Problem drinking affected approximately 17 million American adults over the age of eighteen in 2012, accounting for more than 7% of the adult population. Problem drinking is more likely to affect men than women, with 11.2 million men and 5.7 million women respectively affected. Those under the age of eighteen can also receive a diagnosis. […]
Types of Addictions
There are many different classes and families of drugs, all of which have a different effect on the central nervous system (CNS). Alcohol is a depressant; like other depressants it has a dampening effect on the CNS. The dampening effect results in reduced cognitive ability, motor coordination, and decreased reaction time. In contrast to depressants, stimulants work to increase CNS activity. Stimulants include prescription drugs used to treat attention deficit disorder and illegal drugs such as methamphetamines. Opiates and opioids are another family of drugs that are most commonly used to treat pain. Morphine is the opiate taken from the opium poppy plant; it is still used in hospitals to treat moderate to severe pain. Heroin and codeine are two other drugs from the same family.

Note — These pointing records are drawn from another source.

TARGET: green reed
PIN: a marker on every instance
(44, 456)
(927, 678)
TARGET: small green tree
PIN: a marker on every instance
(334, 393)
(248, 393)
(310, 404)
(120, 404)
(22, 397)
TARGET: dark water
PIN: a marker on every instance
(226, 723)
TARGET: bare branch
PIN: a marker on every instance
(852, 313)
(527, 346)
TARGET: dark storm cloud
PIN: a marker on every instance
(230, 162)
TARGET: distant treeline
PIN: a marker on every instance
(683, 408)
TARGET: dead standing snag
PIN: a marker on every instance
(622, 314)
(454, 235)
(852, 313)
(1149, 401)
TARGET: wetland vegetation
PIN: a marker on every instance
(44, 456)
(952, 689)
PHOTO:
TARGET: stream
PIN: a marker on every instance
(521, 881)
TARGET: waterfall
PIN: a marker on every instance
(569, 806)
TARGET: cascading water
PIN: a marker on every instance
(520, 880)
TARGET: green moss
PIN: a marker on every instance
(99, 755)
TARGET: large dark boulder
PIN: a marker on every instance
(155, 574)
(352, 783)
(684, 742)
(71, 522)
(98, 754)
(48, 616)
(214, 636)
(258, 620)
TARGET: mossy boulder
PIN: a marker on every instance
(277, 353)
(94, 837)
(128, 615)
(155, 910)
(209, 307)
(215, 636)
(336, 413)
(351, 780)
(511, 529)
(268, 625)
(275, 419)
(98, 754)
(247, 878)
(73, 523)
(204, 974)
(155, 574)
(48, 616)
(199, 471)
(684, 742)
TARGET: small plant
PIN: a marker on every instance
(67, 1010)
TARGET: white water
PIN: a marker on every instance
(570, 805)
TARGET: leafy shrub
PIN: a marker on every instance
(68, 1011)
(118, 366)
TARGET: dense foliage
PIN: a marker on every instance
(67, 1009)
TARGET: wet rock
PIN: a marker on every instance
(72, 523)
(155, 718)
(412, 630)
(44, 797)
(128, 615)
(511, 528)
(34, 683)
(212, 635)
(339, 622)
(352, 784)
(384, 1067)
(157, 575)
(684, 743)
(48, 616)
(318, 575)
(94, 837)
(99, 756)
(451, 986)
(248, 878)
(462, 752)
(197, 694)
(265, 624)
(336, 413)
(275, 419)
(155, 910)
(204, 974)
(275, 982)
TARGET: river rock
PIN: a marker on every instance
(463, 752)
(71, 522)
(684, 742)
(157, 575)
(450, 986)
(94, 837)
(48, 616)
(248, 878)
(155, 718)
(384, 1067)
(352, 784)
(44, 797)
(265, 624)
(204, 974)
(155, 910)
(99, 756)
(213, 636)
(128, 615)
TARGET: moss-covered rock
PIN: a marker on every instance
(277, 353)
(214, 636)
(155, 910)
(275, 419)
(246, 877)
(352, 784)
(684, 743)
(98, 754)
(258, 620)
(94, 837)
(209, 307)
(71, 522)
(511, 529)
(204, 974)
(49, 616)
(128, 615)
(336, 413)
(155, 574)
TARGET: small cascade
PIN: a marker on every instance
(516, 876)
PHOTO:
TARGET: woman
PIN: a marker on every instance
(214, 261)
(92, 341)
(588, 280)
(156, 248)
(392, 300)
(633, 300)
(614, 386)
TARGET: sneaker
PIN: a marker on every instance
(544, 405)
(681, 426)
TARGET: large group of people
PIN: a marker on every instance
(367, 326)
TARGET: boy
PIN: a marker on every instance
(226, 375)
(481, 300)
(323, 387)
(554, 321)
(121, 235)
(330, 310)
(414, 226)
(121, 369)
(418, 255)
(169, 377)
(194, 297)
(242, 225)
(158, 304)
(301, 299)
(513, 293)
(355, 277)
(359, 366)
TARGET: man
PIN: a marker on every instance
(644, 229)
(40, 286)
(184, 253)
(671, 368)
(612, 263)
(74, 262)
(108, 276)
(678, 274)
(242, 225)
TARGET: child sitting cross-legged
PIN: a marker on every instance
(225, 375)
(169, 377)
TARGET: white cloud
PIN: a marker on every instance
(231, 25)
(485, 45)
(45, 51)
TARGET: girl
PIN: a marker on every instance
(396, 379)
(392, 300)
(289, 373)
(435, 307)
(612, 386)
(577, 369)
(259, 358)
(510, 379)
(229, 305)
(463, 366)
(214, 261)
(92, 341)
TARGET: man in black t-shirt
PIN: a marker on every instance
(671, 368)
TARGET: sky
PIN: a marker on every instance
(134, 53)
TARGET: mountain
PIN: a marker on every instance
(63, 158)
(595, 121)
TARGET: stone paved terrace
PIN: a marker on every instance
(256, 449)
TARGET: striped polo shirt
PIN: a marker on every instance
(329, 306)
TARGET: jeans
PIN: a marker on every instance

No matter the drug or substance, the signs and symptoms of addiction are highly similar. In every case, drug addiction involves continued use of the drug or substance even with the knowledge that it is causing physical, psychological, and social problems. An individual with a drug addiction may neglect his or her regular responsibilities, such as family, work, or school, and give up on activities that he or she once enjoyed. The drug takes over to the point that it takes up all of his or her time. Someone who has a drug addiction experiences tolerance, meaning that they need to take a higher dosage or quantity of the drug to experience the high. In the absence of the drug, withdrawal symptoms appear. The drug-addicted individual has no control over his or her use of the substance.